The ACLU reported on the "widespread tracking of citizen's movements" via the use of automated license plate readers (ALPRs). "It has now become clear that this technology, if we do not limit its use, will represent a significant step toward the creation of a surveillance society in the United States." The ACLU does, of course, regard GPS tracking without a warrant as intrusive on privacy, but license plate reader "technology is rapidly approaching the point where it could be used to reconstruct the entire movements of any individual vehicle." Some might call that paranoid, but the ACLU said of such accusations, that it is always "amazed by the speed and consistency with which our worst fears for these kinds of technologies turn into reality."
[RELATED: Covert Cameras Designed to Spy On You]
Extremely smart street lamps, IntelliStreets system, are another tech coming under heavy fire as many of its critics claim it's Big Brother tracking your every move. ABC7News reported, "In each lighting fixture or each lighting pole, there is processor very much like an iPhone. And it takes inputs and outputs and talks back and forth. And the poles actually talk to each other." That's not all because when you step "into view of the street light, there is a camera that spots you... it can even take your picture. The system is also capable of recording conversations making critics cry invasion of privacy."
After lighting contractor Illuminating Concepts took a great deal of heat over its IntelliStreets system, it responded with Big Brother or Big Idea? "Those crying foul over our Intellistreets lighting, security and information system seem to have two consistent qualities: they know little if nothing about the overwhelming merits of our potentially life-saving technology; and, everything they ever learned they learned from the 'Big Brother' movies." The company said the grant money came from the Department of Energy, not DHS, since the IntelliStreets are energy efficient. "In its fullest form, Intellistreets also includes the collection and reporting of information immediately and completely so that first responders (police, fire and EMS) can react very quickly in moments of danger for an individual or an entire community; and, in other cases, pedestrian and vehicular traffic can be safely routed away from danger in an orderly manner." That's why the company "proudly reached out" to Homeland Security to "share our technology."
Yet the Center for Democracy and Technology (CDT) has long warned about the dangers lurking in digital signage, "ads with eyes" as it continues to grow smarter and more interactive. The World Privacy Forum [PDF] warned that "digital signage systems fitted with sensors, cameras and facial recognition systems for the delivery of targeted advertising risk creating a 'one-way-mirror society'."
There's electronic data everywhere, touching nearly every aspect of life, and digital evidence may be the star witness in a criminal case. MSNBC was talking about when it comes to your car collecting evidence via a vehicle's "event data recorder" which is like a "black box" on a plane and then witnessing against you. Yet others say "that e-evidence might just as easily create an unshakable alibi."
We've looked at war texting, an SMS attack to steal a car, at how the Nissan Leaf secretly leaks your location and your speed to websites, and there are cars with an IP address, like the Chevrolet Volt, which could potentially be vulnerable to client side attacks. SNOsoft Research delved into hacking your car for fun or profit, which pointed out it's not really that difficult to program a car to kill a driver. So you see? It's all how you view things and perhaps your paranoia level.

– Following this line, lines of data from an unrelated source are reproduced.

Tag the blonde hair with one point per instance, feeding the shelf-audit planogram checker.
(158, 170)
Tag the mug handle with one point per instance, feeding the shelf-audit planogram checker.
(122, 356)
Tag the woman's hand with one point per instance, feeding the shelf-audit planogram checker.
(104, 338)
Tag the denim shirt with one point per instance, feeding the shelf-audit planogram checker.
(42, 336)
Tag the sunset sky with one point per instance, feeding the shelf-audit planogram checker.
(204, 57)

Is danger lurking around every street corner? Well in Japan, the land of trippy tech, where every kind of vending machine you can think of has probably been invented, vending machines can remember your birthday and much more. There's good and bad components to all technology; even those folks who dislike facial recognition technology can see it's being used at ATMs to stop fraud.

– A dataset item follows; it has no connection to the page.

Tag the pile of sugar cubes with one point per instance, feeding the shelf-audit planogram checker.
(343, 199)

To some it's creepy, to some it's cool, but for right now I'm more concerned about continued reports of governments tainting software and deploying it to a 'hundred thousand' targets for easy eavesdropping. In Sniffing for the State, Spiegel Online reported on targeted surveillance measures such as a Gamma FinFisher spyware application that was using iTunes fake software updates to infect targets with State Trojans which could then eavesdrop on Skype conversations before Skype software could encrypt them. After confirming that attackers could spoof the updates, Apple issued an update to utilize HTTPS and stop man-in-the-middle attackers from offering software that appears to originate from Apple.
Are we surrounded by surveillance and everything is spying on us? You decide, but that Thanksgiving turkey probably won't be so have a great Thanksgiving!